We haven’t reduced financial risk, just transformed it

When Citigroup chief executive Jane Fraser was asked earlier this week what risks she was most concerned about, market liquidity topped her list.

The Bank for International Settlements is worried about “fragility” in the market for mortgage-backed securities. And volatility has soared in US Treasury markets this autumn due to poor liquidity.

With the world poised to plunge into recession, stresses are to be expected. But there is growing evidence that the post-crisis reforms, while aimed at shoring up financial stability may have, in important areas, simply traded counterparty risk for liquidity risk.

Back in the 2008 crisis, much of the contagion stemmed from trades between failing institutions and stronger ones. When insurer AIG sold more credit default swaps than it could make good on, its failure threatened to topple a whole slew of banks that were on the other side of those trades. Similarly, the collapse of Lehman Brothers inflicted destabilising losses on money market funds that held its debt.

Since then regulators have concentrated on making sure individual banks are stronger and less vulnerable to troubles brewing in less regulated parts of the financial sector, known collectively as shadow banks. More transactions now run through central clearing houses or require more collateral. The idea is that if one side gets into trouble, the other side is not left holding the bag.

To a large extent they succeeded. Global banks are much better capitalised than they once were. Many transactions, including those involving complex derivatives, have shifted from what was essentially unsecured lending to margin-based arrangements backed by cash or safe, easy-to-sell assets.

But that has not always translated into the broad financial stability policymakers had hoped for. Mass selling in the early days of the Covid-19 pandemic forced the US Federal Reserve to backstop both money market funds and the market for commercial paper.

More recently, the London Metal Exchange in March shut trading and cancelled billions of dollars in deals because surging nickel prices had inflicted a $2.6bn loss on the clearing house it had set up to try to stop contagion. Then in September, the Bank of England was forced to intervene when forced selling to meet margin calls destabilised the UK gilt market.

“We are seeing liquidity strains in places that my generation of central bankers wouldn’t have expected, and hoped to prevent by constraining shadow banking,” says Paul Tucker, the former BoE deputy governor who helped lead the UK response to the 2008 financial crisis.

The displacement of counterparty risk into liquidity risk comes from several sources. In Treasury markets, Wall Street banks used to play a critical warehousing role, particularly in the short-term lending “repo” market. But tougher capital rules have led them to prioritise other, higher-margin business lines, and other market participants have shown no signs of stepping into their shoes. Instead, when volatility rises, hedge funds and high-frequency traders step away from their keyboards.

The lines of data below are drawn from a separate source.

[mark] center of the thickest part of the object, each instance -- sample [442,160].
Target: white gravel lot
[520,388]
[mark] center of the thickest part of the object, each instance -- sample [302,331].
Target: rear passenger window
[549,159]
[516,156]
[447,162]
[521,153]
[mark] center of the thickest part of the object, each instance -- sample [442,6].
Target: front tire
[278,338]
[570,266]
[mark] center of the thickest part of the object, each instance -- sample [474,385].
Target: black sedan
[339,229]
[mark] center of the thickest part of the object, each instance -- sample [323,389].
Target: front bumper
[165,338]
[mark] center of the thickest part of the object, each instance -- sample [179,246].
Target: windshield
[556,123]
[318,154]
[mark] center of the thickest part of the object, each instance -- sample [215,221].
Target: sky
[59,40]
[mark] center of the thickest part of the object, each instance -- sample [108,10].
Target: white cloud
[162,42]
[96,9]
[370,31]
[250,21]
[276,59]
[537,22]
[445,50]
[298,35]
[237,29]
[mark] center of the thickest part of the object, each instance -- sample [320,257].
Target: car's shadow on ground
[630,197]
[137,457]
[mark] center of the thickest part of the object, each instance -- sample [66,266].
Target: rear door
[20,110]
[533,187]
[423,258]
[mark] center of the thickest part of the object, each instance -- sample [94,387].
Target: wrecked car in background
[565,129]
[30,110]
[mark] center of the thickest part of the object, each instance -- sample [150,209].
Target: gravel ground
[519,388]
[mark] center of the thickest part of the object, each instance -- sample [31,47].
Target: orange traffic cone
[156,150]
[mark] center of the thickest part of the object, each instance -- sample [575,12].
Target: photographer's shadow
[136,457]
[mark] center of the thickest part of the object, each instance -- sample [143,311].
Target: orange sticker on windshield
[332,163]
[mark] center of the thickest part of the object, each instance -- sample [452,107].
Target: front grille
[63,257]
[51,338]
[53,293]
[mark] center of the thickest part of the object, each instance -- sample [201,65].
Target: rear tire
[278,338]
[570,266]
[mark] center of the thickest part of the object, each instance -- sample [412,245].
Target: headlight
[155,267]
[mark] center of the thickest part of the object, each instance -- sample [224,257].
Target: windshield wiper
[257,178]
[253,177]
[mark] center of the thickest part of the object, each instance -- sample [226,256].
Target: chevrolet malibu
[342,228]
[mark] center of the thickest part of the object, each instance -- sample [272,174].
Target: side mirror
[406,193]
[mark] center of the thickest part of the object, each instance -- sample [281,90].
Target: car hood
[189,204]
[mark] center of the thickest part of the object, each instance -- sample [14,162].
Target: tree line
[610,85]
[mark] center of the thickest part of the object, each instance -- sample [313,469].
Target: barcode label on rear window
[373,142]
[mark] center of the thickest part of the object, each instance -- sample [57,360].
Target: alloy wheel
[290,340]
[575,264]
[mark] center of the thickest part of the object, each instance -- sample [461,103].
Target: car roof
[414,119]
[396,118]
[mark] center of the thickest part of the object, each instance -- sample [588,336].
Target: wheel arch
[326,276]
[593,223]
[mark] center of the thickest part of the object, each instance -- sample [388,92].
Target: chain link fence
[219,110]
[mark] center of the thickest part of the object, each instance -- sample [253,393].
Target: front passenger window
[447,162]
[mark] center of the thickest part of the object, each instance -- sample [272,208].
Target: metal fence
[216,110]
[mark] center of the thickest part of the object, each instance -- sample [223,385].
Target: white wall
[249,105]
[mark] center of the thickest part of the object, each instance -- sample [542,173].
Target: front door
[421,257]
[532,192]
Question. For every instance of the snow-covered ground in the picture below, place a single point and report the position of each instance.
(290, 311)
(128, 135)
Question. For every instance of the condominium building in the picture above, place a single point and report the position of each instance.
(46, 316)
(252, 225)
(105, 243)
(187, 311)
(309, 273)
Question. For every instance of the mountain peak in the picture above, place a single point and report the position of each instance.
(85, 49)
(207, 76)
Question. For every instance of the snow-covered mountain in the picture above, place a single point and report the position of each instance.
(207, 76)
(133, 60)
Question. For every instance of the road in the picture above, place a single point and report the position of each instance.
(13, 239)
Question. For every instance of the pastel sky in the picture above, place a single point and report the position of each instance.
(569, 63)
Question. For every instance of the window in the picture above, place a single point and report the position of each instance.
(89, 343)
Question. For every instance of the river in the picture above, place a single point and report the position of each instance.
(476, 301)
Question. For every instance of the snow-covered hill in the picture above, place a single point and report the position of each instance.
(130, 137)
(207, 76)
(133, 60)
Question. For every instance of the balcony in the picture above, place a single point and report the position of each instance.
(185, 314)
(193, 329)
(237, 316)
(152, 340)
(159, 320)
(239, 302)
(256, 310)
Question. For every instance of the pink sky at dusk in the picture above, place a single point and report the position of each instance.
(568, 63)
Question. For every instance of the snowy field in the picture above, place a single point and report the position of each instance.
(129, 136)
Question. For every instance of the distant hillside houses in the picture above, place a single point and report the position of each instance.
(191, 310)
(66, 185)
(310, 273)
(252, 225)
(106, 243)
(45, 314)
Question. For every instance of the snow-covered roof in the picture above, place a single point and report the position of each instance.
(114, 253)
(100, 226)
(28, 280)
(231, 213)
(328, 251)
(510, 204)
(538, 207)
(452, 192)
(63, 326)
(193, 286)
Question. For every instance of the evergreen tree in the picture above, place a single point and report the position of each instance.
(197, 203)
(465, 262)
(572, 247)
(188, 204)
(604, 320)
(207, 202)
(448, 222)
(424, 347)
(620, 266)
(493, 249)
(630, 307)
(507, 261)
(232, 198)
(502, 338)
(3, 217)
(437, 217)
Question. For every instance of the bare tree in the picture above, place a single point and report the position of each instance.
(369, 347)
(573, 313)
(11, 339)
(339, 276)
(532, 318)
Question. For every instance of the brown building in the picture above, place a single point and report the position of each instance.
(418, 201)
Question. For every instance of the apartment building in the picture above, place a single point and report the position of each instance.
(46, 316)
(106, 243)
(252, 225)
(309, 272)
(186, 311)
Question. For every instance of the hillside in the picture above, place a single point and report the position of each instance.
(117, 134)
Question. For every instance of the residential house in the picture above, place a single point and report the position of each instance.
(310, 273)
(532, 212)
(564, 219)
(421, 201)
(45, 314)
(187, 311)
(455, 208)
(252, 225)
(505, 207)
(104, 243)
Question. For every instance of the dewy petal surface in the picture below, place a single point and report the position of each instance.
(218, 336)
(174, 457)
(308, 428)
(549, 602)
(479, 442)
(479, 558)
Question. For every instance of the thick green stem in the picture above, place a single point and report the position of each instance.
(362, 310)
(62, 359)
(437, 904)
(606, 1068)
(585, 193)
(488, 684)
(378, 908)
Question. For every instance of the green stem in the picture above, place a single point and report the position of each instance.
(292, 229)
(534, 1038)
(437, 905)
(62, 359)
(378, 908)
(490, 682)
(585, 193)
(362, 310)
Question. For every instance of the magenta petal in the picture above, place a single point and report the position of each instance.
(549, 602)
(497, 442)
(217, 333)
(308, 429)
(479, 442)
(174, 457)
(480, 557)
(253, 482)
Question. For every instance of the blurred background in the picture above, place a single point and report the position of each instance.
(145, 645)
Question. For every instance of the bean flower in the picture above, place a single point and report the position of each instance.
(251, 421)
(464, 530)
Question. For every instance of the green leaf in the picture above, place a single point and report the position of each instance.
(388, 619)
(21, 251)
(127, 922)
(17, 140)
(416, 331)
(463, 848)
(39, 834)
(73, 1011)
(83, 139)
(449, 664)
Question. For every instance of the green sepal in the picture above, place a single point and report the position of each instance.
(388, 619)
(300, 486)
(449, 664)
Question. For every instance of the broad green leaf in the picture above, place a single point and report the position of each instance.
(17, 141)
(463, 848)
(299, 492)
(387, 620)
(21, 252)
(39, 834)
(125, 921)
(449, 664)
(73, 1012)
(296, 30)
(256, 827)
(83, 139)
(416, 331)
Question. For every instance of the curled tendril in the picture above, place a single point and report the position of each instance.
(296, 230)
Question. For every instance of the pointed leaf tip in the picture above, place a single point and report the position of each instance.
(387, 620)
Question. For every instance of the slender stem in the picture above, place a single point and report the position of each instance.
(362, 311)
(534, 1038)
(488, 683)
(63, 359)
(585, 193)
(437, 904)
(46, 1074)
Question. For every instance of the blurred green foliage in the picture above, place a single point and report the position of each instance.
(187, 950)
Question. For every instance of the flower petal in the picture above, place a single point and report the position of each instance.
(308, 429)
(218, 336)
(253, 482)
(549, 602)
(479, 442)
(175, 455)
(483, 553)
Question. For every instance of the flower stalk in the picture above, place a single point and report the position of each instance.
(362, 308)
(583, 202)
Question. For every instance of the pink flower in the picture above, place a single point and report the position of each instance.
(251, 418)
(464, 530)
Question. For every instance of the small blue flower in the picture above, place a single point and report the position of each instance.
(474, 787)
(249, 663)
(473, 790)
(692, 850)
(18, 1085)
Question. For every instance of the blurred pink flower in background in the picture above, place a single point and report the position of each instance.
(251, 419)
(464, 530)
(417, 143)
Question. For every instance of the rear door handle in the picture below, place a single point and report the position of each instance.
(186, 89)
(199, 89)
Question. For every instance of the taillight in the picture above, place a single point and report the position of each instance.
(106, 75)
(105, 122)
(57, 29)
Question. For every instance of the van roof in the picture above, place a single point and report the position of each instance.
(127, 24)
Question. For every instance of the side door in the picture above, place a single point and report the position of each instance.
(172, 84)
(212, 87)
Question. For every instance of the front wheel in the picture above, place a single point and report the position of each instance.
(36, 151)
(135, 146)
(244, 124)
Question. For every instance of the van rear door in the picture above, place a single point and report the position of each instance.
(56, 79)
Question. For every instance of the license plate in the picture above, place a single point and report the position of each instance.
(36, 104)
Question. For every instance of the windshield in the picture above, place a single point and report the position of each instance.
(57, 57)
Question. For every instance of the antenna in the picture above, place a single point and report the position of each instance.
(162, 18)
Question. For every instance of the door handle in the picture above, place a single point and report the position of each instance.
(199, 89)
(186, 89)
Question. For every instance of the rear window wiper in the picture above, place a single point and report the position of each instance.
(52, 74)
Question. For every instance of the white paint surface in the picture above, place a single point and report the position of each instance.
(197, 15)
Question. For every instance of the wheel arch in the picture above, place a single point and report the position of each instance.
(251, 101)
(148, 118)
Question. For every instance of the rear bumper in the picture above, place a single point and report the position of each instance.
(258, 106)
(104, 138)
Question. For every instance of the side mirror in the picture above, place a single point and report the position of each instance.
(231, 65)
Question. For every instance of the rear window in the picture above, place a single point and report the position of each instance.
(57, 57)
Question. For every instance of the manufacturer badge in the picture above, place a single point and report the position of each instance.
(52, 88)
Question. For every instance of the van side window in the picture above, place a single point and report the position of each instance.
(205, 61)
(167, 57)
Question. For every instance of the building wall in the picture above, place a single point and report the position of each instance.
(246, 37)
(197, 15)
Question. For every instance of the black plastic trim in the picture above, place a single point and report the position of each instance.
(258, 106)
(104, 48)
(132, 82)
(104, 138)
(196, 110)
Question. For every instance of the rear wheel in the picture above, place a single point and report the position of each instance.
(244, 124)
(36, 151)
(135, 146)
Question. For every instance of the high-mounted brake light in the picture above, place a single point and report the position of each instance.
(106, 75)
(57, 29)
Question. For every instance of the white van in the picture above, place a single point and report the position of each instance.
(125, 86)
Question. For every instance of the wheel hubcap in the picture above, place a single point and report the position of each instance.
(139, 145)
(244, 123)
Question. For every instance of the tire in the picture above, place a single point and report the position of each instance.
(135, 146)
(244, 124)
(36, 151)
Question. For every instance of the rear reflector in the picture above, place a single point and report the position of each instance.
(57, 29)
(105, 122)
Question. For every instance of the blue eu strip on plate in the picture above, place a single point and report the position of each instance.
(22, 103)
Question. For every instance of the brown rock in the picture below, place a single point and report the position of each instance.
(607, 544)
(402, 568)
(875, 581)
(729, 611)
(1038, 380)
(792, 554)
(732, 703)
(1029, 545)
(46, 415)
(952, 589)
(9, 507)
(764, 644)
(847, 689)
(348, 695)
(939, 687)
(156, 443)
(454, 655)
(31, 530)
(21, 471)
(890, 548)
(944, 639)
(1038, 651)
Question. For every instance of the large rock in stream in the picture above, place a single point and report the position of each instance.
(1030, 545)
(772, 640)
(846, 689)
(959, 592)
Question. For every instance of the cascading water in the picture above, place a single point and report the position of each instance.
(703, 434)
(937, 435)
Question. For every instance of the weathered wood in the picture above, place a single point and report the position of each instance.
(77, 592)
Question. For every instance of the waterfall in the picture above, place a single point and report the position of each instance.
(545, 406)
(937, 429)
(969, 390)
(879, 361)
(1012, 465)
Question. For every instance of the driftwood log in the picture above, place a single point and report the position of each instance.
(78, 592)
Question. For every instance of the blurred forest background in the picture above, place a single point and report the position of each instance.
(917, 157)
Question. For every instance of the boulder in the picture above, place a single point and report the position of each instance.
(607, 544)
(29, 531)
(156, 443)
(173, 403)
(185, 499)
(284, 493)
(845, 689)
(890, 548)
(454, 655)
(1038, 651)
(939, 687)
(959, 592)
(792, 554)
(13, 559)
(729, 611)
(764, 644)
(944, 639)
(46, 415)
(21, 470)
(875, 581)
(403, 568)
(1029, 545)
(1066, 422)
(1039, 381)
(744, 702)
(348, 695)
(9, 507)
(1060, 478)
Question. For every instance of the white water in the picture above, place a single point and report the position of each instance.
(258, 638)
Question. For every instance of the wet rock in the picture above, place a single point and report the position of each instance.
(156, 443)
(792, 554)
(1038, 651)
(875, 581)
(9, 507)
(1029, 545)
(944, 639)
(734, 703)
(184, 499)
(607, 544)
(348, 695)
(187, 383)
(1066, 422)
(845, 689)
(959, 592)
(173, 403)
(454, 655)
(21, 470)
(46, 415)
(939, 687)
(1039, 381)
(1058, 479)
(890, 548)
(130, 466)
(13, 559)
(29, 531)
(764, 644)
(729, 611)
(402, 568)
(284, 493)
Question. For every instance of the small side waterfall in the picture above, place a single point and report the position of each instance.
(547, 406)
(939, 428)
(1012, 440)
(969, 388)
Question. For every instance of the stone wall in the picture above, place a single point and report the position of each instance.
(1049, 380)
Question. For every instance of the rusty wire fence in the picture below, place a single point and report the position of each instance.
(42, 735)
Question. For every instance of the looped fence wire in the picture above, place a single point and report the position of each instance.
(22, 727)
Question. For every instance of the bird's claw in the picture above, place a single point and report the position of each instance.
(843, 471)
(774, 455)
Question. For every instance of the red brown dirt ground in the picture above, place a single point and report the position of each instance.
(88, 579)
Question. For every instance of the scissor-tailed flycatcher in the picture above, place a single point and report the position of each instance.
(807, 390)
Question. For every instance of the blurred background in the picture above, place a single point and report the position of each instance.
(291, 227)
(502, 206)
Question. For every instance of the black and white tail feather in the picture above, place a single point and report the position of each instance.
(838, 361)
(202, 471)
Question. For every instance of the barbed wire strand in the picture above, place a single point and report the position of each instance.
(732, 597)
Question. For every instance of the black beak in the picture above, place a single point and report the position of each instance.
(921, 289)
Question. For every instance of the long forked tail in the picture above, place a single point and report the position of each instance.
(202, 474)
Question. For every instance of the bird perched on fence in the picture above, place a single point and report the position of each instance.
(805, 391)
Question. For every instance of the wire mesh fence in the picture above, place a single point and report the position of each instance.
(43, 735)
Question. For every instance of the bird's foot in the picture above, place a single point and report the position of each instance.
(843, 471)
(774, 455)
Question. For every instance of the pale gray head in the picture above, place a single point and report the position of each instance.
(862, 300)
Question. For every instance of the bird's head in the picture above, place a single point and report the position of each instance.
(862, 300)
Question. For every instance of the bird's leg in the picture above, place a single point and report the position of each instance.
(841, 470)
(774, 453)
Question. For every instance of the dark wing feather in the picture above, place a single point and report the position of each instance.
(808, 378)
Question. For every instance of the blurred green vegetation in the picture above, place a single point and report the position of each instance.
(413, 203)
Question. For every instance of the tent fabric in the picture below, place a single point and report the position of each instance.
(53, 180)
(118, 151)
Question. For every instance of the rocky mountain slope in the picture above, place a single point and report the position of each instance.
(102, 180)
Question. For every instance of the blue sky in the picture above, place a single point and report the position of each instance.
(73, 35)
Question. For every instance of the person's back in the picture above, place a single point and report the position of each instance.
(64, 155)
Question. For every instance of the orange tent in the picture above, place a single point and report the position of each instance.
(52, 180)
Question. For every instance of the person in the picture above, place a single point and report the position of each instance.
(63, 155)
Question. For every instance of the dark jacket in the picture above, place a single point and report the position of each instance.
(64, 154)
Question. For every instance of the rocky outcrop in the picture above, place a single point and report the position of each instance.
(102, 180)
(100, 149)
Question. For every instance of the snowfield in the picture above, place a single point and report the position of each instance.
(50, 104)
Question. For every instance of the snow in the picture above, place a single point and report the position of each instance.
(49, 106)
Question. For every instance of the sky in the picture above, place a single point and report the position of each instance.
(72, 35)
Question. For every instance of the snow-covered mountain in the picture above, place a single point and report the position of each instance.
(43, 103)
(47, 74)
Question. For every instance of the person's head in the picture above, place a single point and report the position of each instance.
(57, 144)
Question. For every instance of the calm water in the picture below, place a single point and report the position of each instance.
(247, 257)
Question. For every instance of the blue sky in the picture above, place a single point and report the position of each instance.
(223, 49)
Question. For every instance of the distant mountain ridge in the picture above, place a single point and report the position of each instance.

“Dealer banks are now driven by profit per unit of balance sheet and repo is not at the top of the list,” says the IMF’s Manmohan Singh. “They are judged on share price not on whether they help with the US treasury markets.”

The emphasis on collateral has also contributed to instability in ways that policymakers did not anticipate, most notably by amplifying selling pressure. The UK gilt market meltdown is a prime example: UK pension funds had bought derivatives as part of a strategy known as liability-driven investing. When gilt prices fell sharply, they received margin calls requiring them to post more collateral, so they sold gilts, further driving down the price, leading to more margin calls.

A third kind of illiquidity has emerged in recent years as investors moved beyond bank accounts, stocks and bonds in search of higher returns. In times of market turmoil, funds focused on real estate, private credit and the like have been hit by more redemption requests than they can easily handle. Blackstone recently limited withdrawals from its $69bn Breit private real estate fund after breaching monthly and quarterly limits on redemptions.

Bankers argue that one way to help would be to treat government bond holdings more leniently in capital calculations but that could encourage lenders to game the rules and reawaken counterparty risk. Some regulators want to tighten the scrutiny and collateral rules for nonbanks, but that could exacerbate forced selling during market downturns.

With economic stress growing, policymakers are running out of time to find the right trade-off between sources of risk.